Parquet Viewer (Read .parquet Files)

Drop a .parquet file and read it without a database, Python or Spark. The viewer parses the file's footer to show the schema — every column and its type — along with row count, row groups, the compression codec and the writer that produced it, then renders a preview table of the rows. Export what you see as CSV or JSON. It uses the pure-JavaScript hyparquet reader running entirely in your browser, so the file is read locally and never uploaded.

Drop a .parquet file here, or click to choose

Read locally in your browser — nothing is uploaded.

How to use the Parquet Viewer (Read .parquet Files)

Drag a .parquet file onto the box, or click it to pick one. The viewer first reads only the file's footer — the metadata block Parquet stores at the end — so it can show the schema and statistics quickly without decoding the whole file. You'll see the total row count, the number of columns and their types, how many row groups the file is split into, which compression codec was used, the file size, and the created_by string identifying the writer (pandas, PyArrow, Spark, DuckDB and so on).

It then decodes and displays the first 200 rows in a scrollable table — enough to understand the data's shape without loading a multi-gigabyte file into memory. Null values show as ∅, and nested values (lists and structs) are shown as compact JSON. Use Download preview CSV or Download preview JSON to export exactly the rows shown for use elsewhere. Reading happens client-side via the hyparquet library; Snappy, Gzip, Zstd and uncompressed columns are supported, while the rarer LZ4 and Brotli codecs are not, in which case the viewer reports the unsupported codec rather than showing wrong data.

Apache Parquet and why a viewer is handy

Apache Parquet is the de-facto columnar storage format for analytics. Instead of storing data row by row like CSV, it stores each column together, which makes it far smaller (similar values compress well) and far faster to query when you only need a few columns out of many. It is the native format of the modern data stack — pandas, PyArrow, Spark, DuckDB, Snowflake, BigQuery exports, Delta Lake and Iceberg all read and write it. The catch for everyday work is that Parquet is a binary format: you cannot just open a .parquet file in a text editor to see what's inside, the way you can with CSV or JSON. Answering a simple question — what columns are in this file, what types, how many rows — usually means firing up Python or a database.
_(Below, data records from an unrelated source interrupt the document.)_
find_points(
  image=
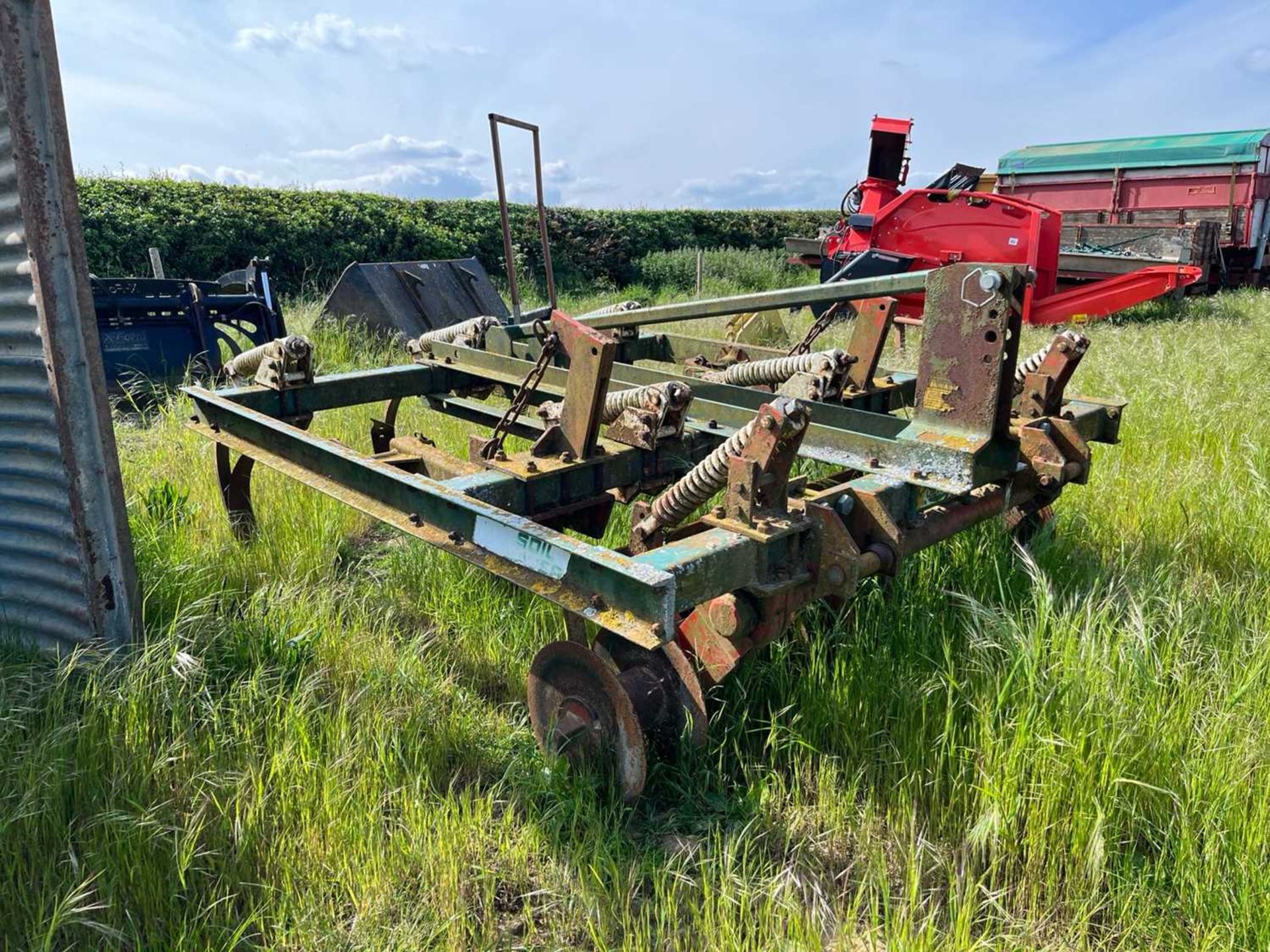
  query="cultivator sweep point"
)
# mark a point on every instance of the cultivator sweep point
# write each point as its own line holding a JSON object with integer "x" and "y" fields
{"x": 726, "y": 542}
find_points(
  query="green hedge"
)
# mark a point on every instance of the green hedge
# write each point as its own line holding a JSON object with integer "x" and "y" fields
{"x": 205, "y": 230}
A Parquet file is more structured than it looks. The actual data lives in one or more row groups, each holding a chunk of rows split into column chunks, and each column chunk is encoded and compressed independently. At the very end of the file sits the footer: a Thrift-encoded metadata structure describing the schema, the row groups, per-column statistics, and the codec used. Because the schema and counts live in that footer, a reader can describe a file — even a huge one — by fetching just the last few kilobytes, which is exactly what this tool does before deciding how much to decode.

This viewer exists so you can answer those quick questions in the browser, with no install and no upload. It reads the footer to present the schema and statistics, then decodes a bounded preview of rows so you can eyeball the actual values. It runs on hyparquet, a dependency-free JavaScript Parquet reader, which means the file never leaves your machine — useful when the data is sensitive or simply too awkward to move. For deeper work you'll still reach for DuckDB or pandas, but for "what's in this file?" a viewer is the fastest path, and a safe one.

Common use cases

  • Inspect an unfamiliar file. See the schema, column types and row count of a .parquet someone handed you, without writing any code.
  • Sanity-check an export. Confirm a pandas, Spark or DuckDB job wrote the columns, types and row count you expected.
  • Peek at sensitive data. Read the file locally in the browser when uploading it to a converter or notebook would be a privacy concern.
  • Grab a sample. Export the first rows as CSV or JSON to paste into a ticket, test fixture or spreadsheet.

Frequently asked questions

Is my file uploaded anywhere?

No. The file is read entirely in your browser by the hyparquet JavaScript library — it is parsed from a local File object via the File API, and no bytes are sent to any server. You can confirm this in your browser's Network tab; loading a file produces no requests. That makes it safe for confidential data.

How many rows does it show?

The metadata panel reports the true total row count from the file footer, and the preview table decodes and displays the first 200 rows. This keeps memory and time bounded so the viewer stays responsive even on large files, while still letting you see real values and the exact schema.

Which compression codecs are supported?

Snappy (by far the most common), Gzip, Zstd and uncompressed columns are read correctly. The rarer LZ4 and Brotli codecs are not supported by the underlying reader; if a file uses one, the viewer tells you the codec is unsupported rather than displaying incorrect data.

Can it read very large files?

It reads the footer using small ranged reads, so it can describe the schema and counts of a large file quickly. The row preview is capped at 200 rows, which bounds how much data is decoded. Whole-file operations on multi-gigabyte data are still better suited to DuckDB or pandas.

Does it handle nested columns?

Yes — lists and structs are read and shown as compact JSON inside their cell, and the schema table marks group (nested) nodes. Deeply nested data is easier to explore in a dedicated query engine, but the preview lets you see the structure at a glance.